The most difficult book I’ve ever read is the unabridged version of Les Misreables, by Victor Hugo. You’ve no doubt seen the movies, or the musical, or perhaps read the more popular abridged version (on which the movies and the musical were based). Each of those is only one tenth of the entire unabridged novel. The unabridged version, the original tale that Hugo wrote, is over 1400 pages in length. To be honest, I think the book has to be the most undisciplined, sloppy novel ever written. Hugo just wanders all over the place, sometimes digressing from the plot for entire chapters with very interesting, but wholly unnecessary story telling that has nothing to do with the plot at hand. Nevertheless, I recommend this version of the book to everyone who’s looking for a good read. Why? Because the ending is spectacular. Oh, the ending is the same in the abridged version, and it’s great, but when you read the unabridged version, the ending is even better because you understand, to a greater degree, the pain and suffering and triumph that Jean Valjean and the other characters live through. Hugo clearly understood how his story would end, and with that, no matter how much he strayed from the plot, he could still make sense of it all in the end. It’s a marvelous bit of story telling.

So how does all this apply to a sixty-second spot? Simple, figure out what the result of your commercial or promo is supposed to be. Then figure out what will cause it to happen and write from there. That may sound easy enough, but I can name 50 commercials off the top of my head that I’ve seen on TV and heard on the radio where the ending had nothing to do with the purpose of the commercial or promo. Oh sure, they’re funny and cute, but they fail miserably in getting the audience to do anything related to what they’re promoting. When you consider the well known figure that the average human is exposed to 1800 commercial messages per day, having a spot or promo that doesn’t really reference the product or client or purpose, won’t make any results happen for the client. Maybe the spot will be remembered, but no one will remember the client in the spot.
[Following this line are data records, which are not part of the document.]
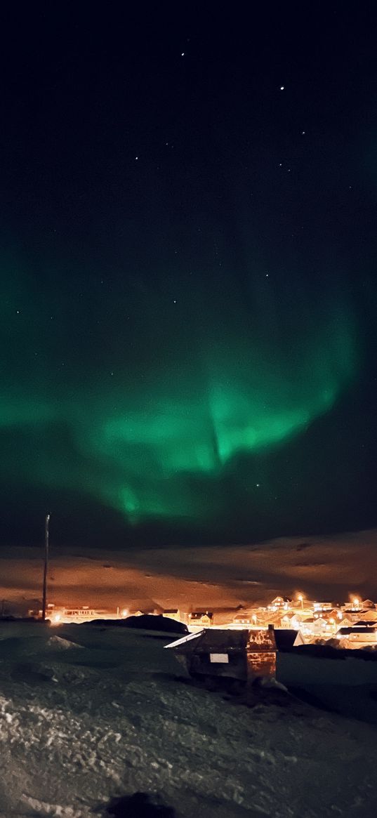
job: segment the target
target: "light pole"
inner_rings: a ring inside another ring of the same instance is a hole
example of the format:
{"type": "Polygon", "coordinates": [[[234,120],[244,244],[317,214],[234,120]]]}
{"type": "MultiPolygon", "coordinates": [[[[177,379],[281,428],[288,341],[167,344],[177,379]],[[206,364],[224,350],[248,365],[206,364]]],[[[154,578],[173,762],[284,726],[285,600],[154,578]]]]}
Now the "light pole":
{"type": "Polygon", "coordinates": [[[42,621],[46,622],[46,609],[47,600],[47,568],[48,568],[48,524],[50,515],[46,515],[44,524],[44,569],[43,569],[43,600],[42,604],[42,621]]]}

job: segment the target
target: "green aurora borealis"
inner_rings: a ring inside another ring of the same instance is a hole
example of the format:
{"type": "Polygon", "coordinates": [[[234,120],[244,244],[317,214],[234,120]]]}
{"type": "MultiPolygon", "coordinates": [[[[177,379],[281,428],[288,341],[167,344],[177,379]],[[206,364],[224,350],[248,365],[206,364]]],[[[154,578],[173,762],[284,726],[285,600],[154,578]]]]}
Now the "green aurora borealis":
{"type": "Polygon", "coordinates": [[[132,525],[182,519],[210,527],[227,515],[231,484],[249,492],[250,509],[261,496],[273,503],[264,461],[330,412],[357,371],[350,312],[329,299],[305,303],[291,290],[287,320],[269,277],[262,284],[267,307],[251,322],[223,275],[200,344],[195,302],[182,289],[183,303],[148,294],[141,331],[132,287],[115,308],[124,323],[114,324],[112,294],[101,280],[90,297],[85,282],[77,283],[79,295],[62,285],[53,306],[52,292],[31,293],[32,281],[13,269],[3,302],[11,353],[1,425],[19,441],[8,473],[47,494],[82,493],[132,525]],[[91,325],[88,334],[85,317],[100,310],[101,331],[91,325]]]}
{"type": "Polygon", "coordinates": [[[339,9],[9,12],[4,545],[377,523],[375,38],[339,9]]]}

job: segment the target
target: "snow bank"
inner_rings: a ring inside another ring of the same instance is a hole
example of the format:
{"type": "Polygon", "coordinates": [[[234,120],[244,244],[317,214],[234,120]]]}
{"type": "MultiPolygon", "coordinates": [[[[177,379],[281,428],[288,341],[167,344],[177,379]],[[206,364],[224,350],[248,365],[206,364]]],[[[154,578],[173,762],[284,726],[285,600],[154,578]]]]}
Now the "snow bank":
{"type": "Polygon", "coordinates": [[[374,728],[294,700],[247,708],[156,673],[157,656],[164,668],[171,654],[159,640],[122,631],[115,641],[112,668],[91,666],[88,645],[85,665],[79,652],[50,661],[43,649],[38,683],[15,676],[19,651],[1,654],[4,818],[93,818],[136,791],[159,793],[177,818],[377,814],[374,728]],[[135,671],[137,651],[150,672],[135,671]]]}

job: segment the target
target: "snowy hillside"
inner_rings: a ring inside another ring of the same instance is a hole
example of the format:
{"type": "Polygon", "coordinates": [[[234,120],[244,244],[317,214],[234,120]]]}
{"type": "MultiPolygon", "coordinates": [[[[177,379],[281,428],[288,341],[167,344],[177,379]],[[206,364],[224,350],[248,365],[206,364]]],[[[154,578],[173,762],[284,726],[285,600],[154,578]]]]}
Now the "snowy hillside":
{"type": "Polygon", "coordinates": [[[2,626],[2,818],[102,816],[138,790],[177,818],[377,814],[375,727],[195,688],[175,677],[168,640],[2,626]]]}

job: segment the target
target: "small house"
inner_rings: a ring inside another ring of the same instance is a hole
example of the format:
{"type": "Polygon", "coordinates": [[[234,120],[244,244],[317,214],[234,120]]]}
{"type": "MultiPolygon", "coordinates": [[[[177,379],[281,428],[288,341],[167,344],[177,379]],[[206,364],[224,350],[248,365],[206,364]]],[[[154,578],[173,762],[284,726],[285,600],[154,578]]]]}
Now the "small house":
{"type": "Polygon", "coordinates": [[[249,683],[276,675],[273,628],[203,630],[165,645],[165,648],[176,652],[194,678],[223,676],[249,683]]]}

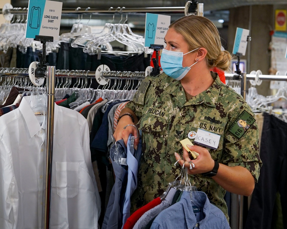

As one of the lizards in the Budweiser commercial said, “that’s great, but what does it have to do with selling beer?” Apparently, the Creative team from the agency even doubts their ability. Also, when you factor in the part about us remembering the ending first, does ending the spot suddenly take on a new importance? When you have clients who want their phone numbers in their commercials, make sure the phone number is the last thing in the spot.

Creativity is good. Creativity is fun. Creativity is fine for entertainment’s sake. But, if your client’s message is lost in all your creativity, you are failing as an advertising creative, which is the definition of our job. Remember, we are supposed to be promoting something other than our own genius. Our genius, in this job, is to make our client’s messages (whether it’s your station’s promos or the retail store’s big sales event) memorable.

You’ve heard the old phrase, “the end justifies the means.” Well, that’s exactly what I’m talking about. Your spot, the means, justifies the result, the client’s message, and vice versa. If you know what the result is in advance, you’ll then know exactly what has to happen for the end to occur. Knowing what the end is, justifies the story you create to get there. Everything will then flow smoothly, and the real result is, you’ll have an entertaining promo or commercial that is memorable and effective. Trust me, no matter what kind of creative you are currently doing, whether it’s writing a promo, writing a commercial, writing a short story, writing a movie, or writing a novel, to ensure that you never suffer from writer’s block, to ensure that you never run out of creative steam, to ensure that your ideas will not get lost, to ensure that your concepts will remain memorable and everything flows smoothly, write your ending or result first. Then, tell the story of how your end, or result happened. That’s what I did with this article, by the way. It’s the easiest form of writing there is, and it will make everything you do much more memorable, which is exactly what every writer should strive for. Happy trails to you!